After the Loban family was victimized in a housing scam, the police officers in Fort Collins, Colorado, stepped up to help raise funds to help the family find a new place to live. (Image source: KCNC-TV screenshot)

After a Colorado family lost thousands of dollars in a housing scam, the local police stepped up to save the day and help the homeless family that was stuck in a jam.

What happened?

The Loban family is now homeless after they thought they'd found just the right home for their upcoming move in Fort Collins, KCNC-TV reported.

It was the perfect house at the right price — at least according to the online listing. Bennie and Desiree Loban signed a lease and sent a payment to the alleged landlord on MoneyGram.

Shortly after receiving payment, the landlord told them the key to the house had been lost in the mail. However, he said they could access the house through the unlocked back door and were welcome to move in.

The day after the family took up residence in the house, the cops showed up. The owner of the home had called the authorities to report that someone was trespassing.

“The owners of the residence called in and said somebody’s else’s stuff was inside her house,” Fort Collins Police Officer Kelsey Skaar told KCNC.

After speaking with the Lobans and seeing the family's paperwork, which included a lease and proof of payment, the police determined that the family had been scammed. The online listing for the house was created by a scammer who knew the house was between renters at the time and was sitting vacant.

The Lobans reportedly sent more than $2,000 on rent, deposits, and fees to the scammer.

But the family had no choice and had to move out of the house. The cops did give them a voucher for a hotel that night, but the family was still homeless. Which was too much for the couple's young son, Dravus, who broke down in tears.

How did the police come to the rescue?

Dravus' tears "pretty much broke all of our hearts," Skaar told the station.

The police officers saw this as an opportunity to do something to help.

According to KCNC, the responding officers set up a GoFundMe page for the family and shared the link around the department. The officers wrote in their fundraiser:

We are local law enforcement officers and recently responded to a call for service with a family that was a victim of fraud. The family moved into what they believed was their new home, only to find out the person they had been corresponding with was a scammer. The family spent over $2000 on deposits, rent and fees to the scammer, and moved into the home which was vacant when they arrived. The owners of the home called our department when they noticed someone else had moved into their home. The family was displaced, with two small children and several pets. It was apparent the family had saved a lot of money to rent this home, and their family was very emotional when they realized they were scammed. We could tell this family was struggling financially to begin with, and this loss devastated them. They have no place to live currently, and are fearful they may become homeless if they can't find a place to live soon. We are raising money to help this family with the money they lost and to help get them into a new home. Anything would help this family, thank you.
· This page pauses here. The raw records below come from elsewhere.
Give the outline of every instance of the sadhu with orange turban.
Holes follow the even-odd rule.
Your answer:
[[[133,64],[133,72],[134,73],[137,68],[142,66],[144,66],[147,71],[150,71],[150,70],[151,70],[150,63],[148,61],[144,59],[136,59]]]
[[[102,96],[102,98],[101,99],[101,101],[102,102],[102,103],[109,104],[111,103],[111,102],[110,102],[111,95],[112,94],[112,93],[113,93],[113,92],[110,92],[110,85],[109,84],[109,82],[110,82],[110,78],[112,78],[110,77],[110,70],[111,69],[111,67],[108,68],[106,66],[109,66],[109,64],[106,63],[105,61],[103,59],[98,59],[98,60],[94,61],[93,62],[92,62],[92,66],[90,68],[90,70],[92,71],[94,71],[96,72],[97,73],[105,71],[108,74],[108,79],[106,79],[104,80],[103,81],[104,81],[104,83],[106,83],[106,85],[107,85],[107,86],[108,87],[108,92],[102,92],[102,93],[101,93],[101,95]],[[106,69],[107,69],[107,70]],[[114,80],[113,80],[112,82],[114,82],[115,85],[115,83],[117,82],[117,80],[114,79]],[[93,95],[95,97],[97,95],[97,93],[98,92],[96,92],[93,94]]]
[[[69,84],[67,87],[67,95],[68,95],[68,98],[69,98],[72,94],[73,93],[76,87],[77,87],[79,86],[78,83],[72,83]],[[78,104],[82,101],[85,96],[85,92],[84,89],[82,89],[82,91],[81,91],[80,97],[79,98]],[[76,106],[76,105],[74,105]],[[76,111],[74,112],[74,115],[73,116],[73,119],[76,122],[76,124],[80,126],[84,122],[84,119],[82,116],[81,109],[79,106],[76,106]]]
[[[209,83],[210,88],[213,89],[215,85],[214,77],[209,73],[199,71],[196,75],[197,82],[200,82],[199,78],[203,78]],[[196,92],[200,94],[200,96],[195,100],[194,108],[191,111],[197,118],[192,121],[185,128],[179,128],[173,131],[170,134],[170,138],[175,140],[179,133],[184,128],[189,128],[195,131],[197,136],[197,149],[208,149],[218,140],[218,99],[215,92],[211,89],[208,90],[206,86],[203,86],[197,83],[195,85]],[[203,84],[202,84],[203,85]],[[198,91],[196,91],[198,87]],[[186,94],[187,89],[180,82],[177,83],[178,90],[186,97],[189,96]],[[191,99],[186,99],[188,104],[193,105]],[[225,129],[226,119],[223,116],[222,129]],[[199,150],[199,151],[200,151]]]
In just two days, the officers' fundraiser passed around their office had raised more than $1,000 for the Lobans.

Officer Scott Maher, one of the officers who first met with the Lobans and helped set up the fundraiser, called the response to the call for donations "awe inspiring."

What did the Lobans say?

Desiree Loban told KCNC that the officers' efforts were overwhelming.

"I just started crying," she said. "That just shows you that there are good people."

The GoFundMe for the Lobans had raised nearly $3,800 at the time of this report.